This document applies to Classic/Legacy Integrations. You may continue to use these integration configurations. While no active development is happening for these integrations, we continue to provide Classic/Legacy Integrations in the product. You do not have to move to MSI Integrations. If your support engineer or TSC recommends or you choose to move to MSI Integrations, you can take advantage of the latest features and functionality. For more information, see the MSI Integration documentation in the Integrations Overview.
API Calls
The following API calls are used by the Validation Platform to bring in the Threat Actor information. Since Anomali allows you to mark Threat Actors as important, this information is also conveyed to the Threat Actor profiles in the platform.
| Purpose | Call |
|---|---|
| Retrieve the Threat Actor list | /api/b1/actors |
| Retrieve Threat Actor details | /api/v1/actor/<threat actor ID> |
Prerequisites
Information to gather before you start:
- Identify the host, port, and protocol.
- Identify the username and authentication token.
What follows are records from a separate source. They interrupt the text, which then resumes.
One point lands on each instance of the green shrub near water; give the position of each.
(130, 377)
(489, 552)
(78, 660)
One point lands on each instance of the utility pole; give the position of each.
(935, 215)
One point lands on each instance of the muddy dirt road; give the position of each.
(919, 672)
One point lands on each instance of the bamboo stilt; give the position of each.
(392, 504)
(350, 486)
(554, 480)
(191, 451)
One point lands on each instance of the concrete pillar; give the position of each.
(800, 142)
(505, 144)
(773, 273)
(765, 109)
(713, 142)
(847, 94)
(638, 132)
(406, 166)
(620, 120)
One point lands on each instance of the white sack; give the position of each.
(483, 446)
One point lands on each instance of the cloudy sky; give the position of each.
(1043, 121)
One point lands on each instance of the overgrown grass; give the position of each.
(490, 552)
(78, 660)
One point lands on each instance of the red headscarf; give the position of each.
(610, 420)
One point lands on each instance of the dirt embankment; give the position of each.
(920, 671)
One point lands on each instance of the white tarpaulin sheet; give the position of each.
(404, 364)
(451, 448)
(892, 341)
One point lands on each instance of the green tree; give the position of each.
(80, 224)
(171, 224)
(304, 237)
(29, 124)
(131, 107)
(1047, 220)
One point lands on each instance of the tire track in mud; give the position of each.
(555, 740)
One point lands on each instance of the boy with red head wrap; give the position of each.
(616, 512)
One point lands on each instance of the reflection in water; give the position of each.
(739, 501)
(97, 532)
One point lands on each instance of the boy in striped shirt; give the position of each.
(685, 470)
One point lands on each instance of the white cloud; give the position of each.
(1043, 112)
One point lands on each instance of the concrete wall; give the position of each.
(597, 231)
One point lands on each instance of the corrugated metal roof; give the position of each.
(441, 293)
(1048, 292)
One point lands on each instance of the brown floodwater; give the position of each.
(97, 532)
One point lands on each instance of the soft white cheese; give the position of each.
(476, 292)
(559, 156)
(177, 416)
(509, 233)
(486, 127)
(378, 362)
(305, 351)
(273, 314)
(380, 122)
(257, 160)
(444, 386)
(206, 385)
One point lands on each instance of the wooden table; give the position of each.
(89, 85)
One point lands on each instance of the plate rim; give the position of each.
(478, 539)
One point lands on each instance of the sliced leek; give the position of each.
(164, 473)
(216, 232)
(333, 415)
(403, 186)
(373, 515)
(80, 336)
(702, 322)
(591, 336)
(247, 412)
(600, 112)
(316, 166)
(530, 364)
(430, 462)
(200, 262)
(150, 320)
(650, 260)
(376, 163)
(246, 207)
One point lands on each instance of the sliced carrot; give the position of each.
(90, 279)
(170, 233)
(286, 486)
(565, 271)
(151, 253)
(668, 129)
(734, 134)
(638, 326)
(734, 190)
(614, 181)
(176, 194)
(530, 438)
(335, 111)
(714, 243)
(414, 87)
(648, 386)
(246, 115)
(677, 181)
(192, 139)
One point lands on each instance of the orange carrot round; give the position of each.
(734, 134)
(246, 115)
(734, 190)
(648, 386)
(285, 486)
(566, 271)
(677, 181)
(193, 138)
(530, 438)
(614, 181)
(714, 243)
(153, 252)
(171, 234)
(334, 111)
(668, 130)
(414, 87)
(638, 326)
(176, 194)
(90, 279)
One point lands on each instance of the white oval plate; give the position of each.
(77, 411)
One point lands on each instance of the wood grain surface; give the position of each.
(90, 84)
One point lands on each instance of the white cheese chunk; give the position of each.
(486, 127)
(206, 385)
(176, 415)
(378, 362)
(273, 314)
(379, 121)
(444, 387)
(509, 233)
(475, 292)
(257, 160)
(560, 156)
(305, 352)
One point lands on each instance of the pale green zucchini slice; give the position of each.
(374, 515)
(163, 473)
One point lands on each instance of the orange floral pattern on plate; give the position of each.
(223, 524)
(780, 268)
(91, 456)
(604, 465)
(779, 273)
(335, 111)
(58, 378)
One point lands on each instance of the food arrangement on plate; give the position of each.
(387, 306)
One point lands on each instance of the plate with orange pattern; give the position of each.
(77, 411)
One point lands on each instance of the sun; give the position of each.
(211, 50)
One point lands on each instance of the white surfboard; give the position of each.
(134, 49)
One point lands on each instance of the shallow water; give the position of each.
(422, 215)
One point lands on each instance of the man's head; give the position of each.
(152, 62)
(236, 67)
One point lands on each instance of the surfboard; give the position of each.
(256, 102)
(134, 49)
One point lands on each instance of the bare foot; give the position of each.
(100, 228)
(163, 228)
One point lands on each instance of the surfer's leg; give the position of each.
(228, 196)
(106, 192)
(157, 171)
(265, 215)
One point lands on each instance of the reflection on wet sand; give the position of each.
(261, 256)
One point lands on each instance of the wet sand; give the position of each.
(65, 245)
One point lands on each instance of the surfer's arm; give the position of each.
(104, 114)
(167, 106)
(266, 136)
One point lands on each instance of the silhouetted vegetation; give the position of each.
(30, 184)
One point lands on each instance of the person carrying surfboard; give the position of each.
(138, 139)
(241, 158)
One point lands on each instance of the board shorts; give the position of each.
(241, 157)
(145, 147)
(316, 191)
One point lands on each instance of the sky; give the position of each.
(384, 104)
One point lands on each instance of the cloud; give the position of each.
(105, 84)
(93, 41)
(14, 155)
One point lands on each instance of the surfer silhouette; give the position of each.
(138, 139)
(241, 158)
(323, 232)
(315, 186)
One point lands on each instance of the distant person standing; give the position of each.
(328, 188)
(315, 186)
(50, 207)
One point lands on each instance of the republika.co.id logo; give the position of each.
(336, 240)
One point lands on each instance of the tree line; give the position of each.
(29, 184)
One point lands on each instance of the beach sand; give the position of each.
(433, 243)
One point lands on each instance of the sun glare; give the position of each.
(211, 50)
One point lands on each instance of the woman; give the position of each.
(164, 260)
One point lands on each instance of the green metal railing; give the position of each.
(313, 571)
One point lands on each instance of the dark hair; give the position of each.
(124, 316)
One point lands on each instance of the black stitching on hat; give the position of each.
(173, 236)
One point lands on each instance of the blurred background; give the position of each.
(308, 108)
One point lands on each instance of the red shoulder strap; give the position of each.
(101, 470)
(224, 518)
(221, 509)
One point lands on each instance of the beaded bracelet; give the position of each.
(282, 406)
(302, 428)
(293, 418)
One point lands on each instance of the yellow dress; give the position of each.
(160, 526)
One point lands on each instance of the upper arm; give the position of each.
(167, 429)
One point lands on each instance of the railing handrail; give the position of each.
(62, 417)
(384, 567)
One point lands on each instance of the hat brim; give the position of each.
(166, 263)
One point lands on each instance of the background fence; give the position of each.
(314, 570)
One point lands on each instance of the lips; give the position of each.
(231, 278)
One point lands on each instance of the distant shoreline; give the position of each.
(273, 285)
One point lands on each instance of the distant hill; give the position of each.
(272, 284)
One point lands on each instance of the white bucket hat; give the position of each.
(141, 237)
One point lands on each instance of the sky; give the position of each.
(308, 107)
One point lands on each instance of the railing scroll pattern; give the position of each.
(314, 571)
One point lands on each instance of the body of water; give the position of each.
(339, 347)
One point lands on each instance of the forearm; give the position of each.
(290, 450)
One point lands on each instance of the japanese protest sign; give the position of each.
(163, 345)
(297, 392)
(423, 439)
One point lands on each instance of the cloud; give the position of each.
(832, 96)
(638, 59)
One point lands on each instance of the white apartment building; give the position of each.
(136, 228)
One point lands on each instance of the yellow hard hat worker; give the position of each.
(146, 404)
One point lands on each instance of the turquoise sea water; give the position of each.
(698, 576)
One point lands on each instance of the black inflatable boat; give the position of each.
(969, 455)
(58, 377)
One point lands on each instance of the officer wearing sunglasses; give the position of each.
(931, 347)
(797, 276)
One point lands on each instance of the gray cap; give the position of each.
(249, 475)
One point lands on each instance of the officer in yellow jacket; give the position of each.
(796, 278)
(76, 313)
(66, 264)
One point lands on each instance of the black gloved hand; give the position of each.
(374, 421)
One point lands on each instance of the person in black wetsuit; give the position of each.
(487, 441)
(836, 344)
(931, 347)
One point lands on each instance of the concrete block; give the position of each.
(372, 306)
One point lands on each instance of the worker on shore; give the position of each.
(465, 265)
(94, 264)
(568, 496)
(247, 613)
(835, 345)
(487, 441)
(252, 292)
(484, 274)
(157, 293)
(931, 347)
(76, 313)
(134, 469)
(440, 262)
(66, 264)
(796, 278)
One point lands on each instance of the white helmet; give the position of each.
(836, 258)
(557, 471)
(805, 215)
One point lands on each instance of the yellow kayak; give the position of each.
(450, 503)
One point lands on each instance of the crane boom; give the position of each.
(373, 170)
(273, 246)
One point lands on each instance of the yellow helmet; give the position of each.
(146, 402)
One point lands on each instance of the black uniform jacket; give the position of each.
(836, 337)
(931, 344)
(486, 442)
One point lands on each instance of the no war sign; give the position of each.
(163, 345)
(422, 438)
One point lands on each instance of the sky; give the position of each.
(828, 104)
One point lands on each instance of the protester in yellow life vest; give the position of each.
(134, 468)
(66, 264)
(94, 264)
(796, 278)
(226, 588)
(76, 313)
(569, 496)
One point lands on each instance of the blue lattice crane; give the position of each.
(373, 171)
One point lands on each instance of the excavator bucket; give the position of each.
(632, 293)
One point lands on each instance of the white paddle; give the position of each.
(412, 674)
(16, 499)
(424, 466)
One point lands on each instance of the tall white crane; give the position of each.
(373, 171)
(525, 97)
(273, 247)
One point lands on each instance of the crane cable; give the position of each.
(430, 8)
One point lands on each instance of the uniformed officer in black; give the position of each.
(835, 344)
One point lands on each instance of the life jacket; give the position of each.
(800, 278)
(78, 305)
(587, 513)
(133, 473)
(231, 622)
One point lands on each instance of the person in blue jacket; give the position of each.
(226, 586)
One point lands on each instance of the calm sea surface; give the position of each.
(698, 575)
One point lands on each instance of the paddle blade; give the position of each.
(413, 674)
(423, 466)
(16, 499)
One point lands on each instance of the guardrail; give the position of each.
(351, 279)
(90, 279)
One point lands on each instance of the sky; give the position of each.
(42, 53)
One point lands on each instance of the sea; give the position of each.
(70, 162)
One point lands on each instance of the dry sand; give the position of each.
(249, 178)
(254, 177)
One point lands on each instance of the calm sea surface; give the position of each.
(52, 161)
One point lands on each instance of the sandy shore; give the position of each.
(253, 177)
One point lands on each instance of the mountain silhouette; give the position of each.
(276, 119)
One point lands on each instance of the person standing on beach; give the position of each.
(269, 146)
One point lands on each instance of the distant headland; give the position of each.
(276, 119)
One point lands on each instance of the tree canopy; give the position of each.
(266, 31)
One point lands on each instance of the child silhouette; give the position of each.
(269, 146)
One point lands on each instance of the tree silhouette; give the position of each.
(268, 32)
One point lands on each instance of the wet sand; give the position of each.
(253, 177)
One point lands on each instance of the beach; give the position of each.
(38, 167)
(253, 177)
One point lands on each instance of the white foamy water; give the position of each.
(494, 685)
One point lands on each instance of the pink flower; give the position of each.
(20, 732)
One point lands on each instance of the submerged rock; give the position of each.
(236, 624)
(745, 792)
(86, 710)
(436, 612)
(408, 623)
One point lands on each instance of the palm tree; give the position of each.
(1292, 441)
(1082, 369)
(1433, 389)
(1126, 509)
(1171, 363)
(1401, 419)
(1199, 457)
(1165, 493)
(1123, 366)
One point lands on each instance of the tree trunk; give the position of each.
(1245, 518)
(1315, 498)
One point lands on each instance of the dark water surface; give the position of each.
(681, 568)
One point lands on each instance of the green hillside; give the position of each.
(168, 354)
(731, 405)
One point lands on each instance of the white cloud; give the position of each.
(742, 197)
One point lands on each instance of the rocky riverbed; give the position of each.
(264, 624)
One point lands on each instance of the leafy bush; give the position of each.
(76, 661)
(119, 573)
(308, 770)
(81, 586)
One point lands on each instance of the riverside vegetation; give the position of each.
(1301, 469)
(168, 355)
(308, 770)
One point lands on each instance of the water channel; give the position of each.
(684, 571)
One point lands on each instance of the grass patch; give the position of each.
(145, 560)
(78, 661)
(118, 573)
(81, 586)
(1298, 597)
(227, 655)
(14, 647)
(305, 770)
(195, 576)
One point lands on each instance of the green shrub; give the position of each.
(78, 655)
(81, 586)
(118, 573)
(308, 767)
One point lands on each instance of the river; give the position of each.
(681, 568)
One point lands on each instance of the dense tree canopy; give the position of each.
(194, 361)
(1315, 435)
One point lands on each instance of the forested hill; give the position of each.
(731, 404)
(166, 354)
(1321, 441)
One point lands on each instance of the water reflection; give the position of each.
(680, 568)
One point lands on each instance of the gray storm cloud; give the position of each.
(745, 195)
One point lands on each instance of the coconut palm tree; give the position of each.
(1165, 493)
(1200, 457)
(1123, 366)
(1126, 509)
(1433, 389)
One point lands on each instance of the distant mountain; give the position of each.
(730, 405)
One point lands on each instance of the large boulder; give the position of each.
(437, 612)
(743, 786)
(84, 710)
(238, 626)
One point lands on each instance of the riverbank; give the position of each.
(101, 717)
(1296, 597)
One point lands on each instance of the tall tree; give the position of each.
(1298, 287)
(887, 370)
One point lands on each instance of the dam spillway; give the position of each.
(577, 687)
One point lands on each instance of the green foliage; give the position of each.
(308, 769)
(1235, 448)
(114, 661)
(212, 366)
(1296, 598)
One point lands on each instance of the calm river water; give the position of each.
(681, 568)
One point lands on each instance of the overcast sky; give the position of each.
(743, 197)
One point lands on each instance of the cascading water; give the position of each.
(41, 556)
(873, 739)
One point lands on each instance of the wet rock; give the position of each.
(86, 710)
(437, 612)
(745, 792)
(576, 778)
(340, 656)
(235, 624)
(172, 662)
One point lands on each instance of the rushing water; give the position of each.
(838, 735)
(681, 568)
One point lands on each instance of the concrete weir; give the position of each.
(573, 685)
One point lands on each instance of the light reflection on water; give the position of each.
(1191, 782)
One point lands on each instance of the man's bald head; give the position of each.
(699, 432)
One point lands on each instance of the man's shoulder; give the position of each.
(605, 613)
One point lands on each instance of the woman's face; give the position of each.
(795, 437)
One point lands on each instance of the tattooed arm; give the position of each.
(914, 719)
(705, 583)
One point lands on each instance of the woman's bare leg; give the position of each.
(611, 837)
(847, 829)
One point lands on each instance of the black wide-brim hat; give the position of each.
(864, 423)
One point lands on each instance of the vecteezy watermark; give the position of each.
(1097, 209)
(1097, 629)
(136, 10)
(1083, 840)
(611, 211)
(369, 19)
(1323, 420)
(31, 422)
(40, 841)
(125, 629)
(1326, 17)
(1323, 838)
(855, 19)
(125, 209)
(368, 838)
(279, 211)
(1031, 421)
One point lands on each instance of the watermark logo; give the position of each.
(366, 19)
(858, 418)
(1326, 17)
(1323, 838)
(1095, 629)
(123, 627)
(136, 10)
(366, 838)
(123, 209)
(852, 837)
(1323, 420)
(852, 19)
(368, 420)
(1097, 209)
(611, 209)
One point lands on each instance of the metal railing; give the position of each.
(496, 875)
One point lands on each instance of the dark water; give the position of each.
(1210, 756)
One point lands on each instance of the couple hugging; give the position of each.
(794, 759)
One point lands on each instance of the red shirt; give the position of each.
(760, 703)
Any account that has API access can be used.
Configuration
To add the Anomali Threat Intelligence Integration
Go to Settings > Integrations.
- In the Threat Intelligence Platform Integrations table, click Add Integration > Anomali.
Enter the Host.
- Enter the Port.
- Select the Protocol.
- Enter the Username.
- Enter the Auth token.
- Enter the Sync Interval in hours (default: 24 hours).
(Optional) Assign a Name.
- Click Submit. The integration automatically starts to sync after it is added.
Set up Proxy Assignment
If all outbound connections go through a proxy, you may want to set up a proxy definition and assignment for your integration. For information on setting up your proxy rules, see Proxy Rules.